Baja terbagi menjadi dua jenis, berdasarkan nilai relaksasinya, yaitu baja
prategang relaksasi normal dan baja prategang relaksasi rendah. Baja prategang
relaksasi rendah umumnya sering digunakan untuk pemakaian jangka panjang.
Faktor-faktor yang mempengaruhi relaksasi baja adalah sebagai berikut :
1. Pengaruh Suhu
Suhu juga berpengaruh terhadap relaksasi baja. Perubahan temperatur yang besar
dapat mempengaruhi sifat-sifat mekanis baja, tetapi perubahan yang tidak signifikan
(kurang dari 10oC) tidak banyak berpengaruh pada sifat-sifat tersebut.
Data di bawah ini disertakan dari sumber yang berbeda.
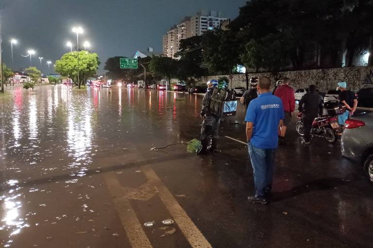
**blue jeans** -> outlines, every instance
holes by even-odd
[[[264,190],[271,189],[273,177],[276,149],[262,149],[248,143],[249,154],[254,170],[255,196],[263,197]]]

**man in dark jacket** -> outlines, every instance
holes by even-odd
[[[245,106],[246,108],[247,108],[247,107],[252,100],[258,97],[258,90],[256,89],[256,86],[258,85],[257,77],[253,77],[251,78],[250,85],[251,85],[251,89],[245,91],[242,97],[239,99],[239,101]]]
[[[215,79],[207,82],[207,92],[204,94],[202,101],[202,109],[201,119],[203,120],[201,131],[201,142],[202,147],[197,150],[197,154],[204,154],[208,152],[218,151],[218,130],[220,125],[220,116],[213,114],[210,111],[210,103],[214,89],[218,88],[218,81]],[[208,146],[211,139],[211,146]]]
[[[318,115],[322,115],[322,98],[316,93],[316,86],[309,86],[309,91],[305,94],[299,102],[299,112],[304,111],[303,127],[305,138],[304,144],[310,144],[311,128],[312,123]]]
Penambahan
temperatur biasanya dapat mengurangi kekuatan, modulus elastisitas dan relaksasi
baja. Pengurangan temperatur akan berakibat kebalikannya serta mengakibatkan
berkurangnya daktilitas baja.
2. Kelelahan
Kelelahan adalah ketahanan material baja terhadap perubahan dan pengulangan
tegangan. Tegangan yang berulang ini terjadi akibat bekerjanyua beban hidup pada
struktur. Ketahanan baja terhadap kelelahan dinyatakan dengan kurva yang
menghubungkan batasan tegangan dan jumlah pengulangan hingga keruntuhan.
3. Korosi
Pengaruh korosi pada baja prategang lebih berbahaya daripada baja nonprategang.
Hal ini disebabkan karena korosi dapat mengurangi luas penampang baja. Pada baja
prategang pengurangan penampang lebih berbahaya, karena tegangan yang bekerja
lebih tinggi daripada baja nonprategang.